No that's helpful. Just one last quick question regarding the greenfield projects for which you have CDMAs. Considering your work towards obtaining the Class VI Permit, are there any other permits or approvals we should be aware of for getting something like a blue hydrogen, blue ammonia, or renewable gasoline facility approved at either the state level or the current County Planning Commission? Are there specific approvals or legislation that govern that process?
Yes. You need a conditional use permit. That’s a critical, local California permit; that’s in conjunction and working very closely with the Kern County Planning Commission. Those conversations are ongoing for the projects at Elk Hills. As I said before, we are working on all those in parallel. It's nice to have the Kern County Planning Commission there because they oversee all aspects of the energy spectrum; they do the conditional use permits for oil and gas, but also for solar and wind projects. So it’s a natural extension of what they do to look at the greenfield projects and be the group that oversees these permits.

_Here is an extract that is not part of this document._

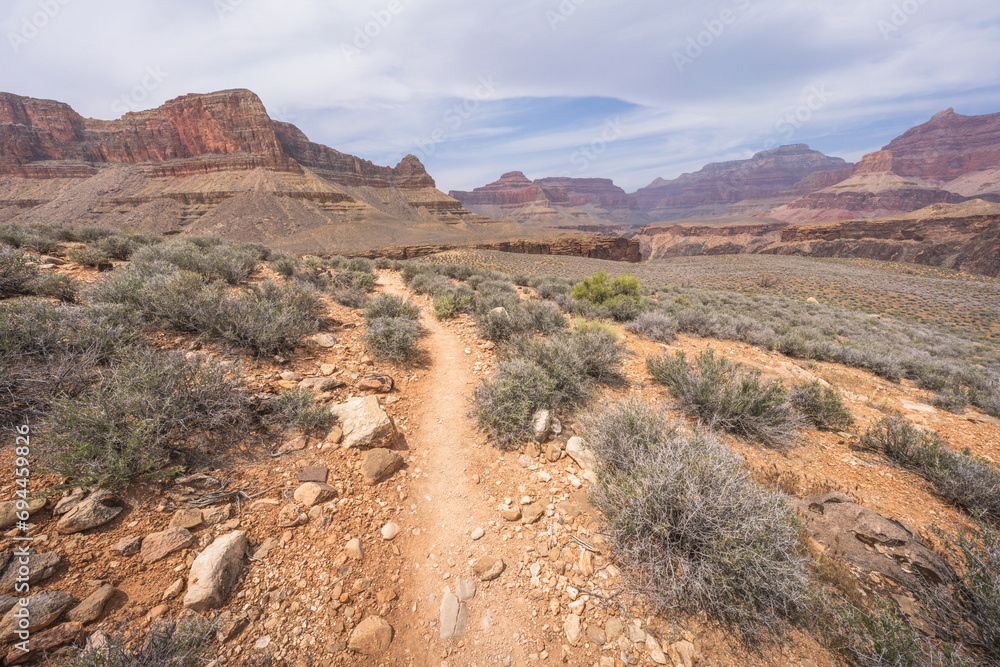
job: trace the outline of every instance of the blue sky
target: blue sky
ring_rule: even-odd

That’s one to look for. Like I said, we’re working through it. They’re aware of our plans and we are working lockstep with them with a lot of the same information that you send to the EPA. We’ll share more of the progress in the inner workings through the California approval; that’s the one I would highlight. Certainly, we’re looking for the pipeline regulation to also be put into place in the near term, as that is going to be critical as we move away from co-location. Okay. We think that's a wrap. Thank you so much for spending time with us, and look forward to seeing you on the road. We're going to be going through a number of investor conferences in the coming weeks and look forward to seeing everybody in person. Thanks so much.